Pop quiz for all you economy-watchers out there:  What are the current US levels of . . .

  1. Unemployment?
  2. CPI?
  3. Retail Sales?

The answers?  We don’t know.  Nobody knows. 

That’s because one of the side effects of the government shutdown is that the departments that collect and publish economic information have not been.  The Bureau of Labor Statistics (BLS), which publishes payroll numbers as well as two of the most widely-followed inflation measures, CPI and PPI,  was closed for the duration of the shutdown.  And the Bureau of Economic Analysis (BEA), which publishes GDP, personal income, and a variety of other data, was  also shuttered.

If you’re wondering what this means for the economy and markets, consider this: A month ago, all eyes were on the Federal Reserve, and all discussion was focused on when they would begin to taper their bond purchases and by how much.  Were enough jobs being created?  Were there signs of inflation on the horizon?  How strong is US growth, and is it sufficient to support removing accommodation?  Would the Fed move in December?  2014?

And then the US government shut down, and suddenly no one was talking about the Fed anymore.   All focus shifted to the impact of furloughed workers on economic growth, and when Congress might raise the debt ceiling, and whether the Treasury would default on its debt.
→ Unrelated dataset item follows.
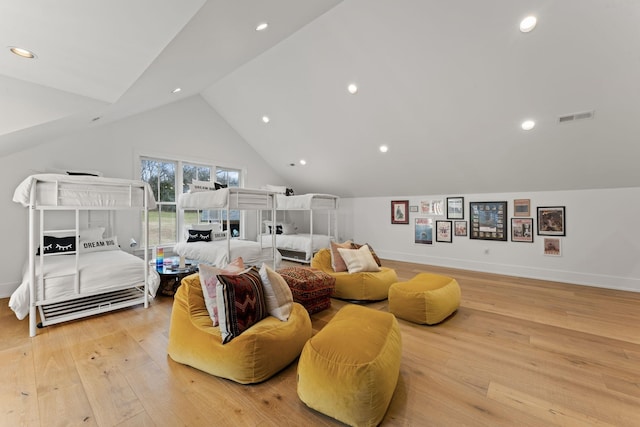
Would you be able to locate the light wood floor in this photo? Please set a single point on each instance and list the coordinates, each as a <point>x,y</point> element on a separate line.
<point>518,352</point>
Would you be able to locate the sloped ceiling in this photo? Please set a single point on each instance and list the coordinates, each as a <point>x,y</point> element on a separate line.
<point>445,84</point>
But while the Fed discussion may have been temporarily moved to the back burner, it’s as important as ever in terms of influencing investment decisions.   The information vacuum created by the shutdown not only makes it very difficult for investors to see how the economy is doing, it makes it impossible to project the next move of the Federal Reserve.  For weeks we have been unable to observe growth, inflation, jobs and other metrics the Fed will use to assess when to taper their bond-buying program.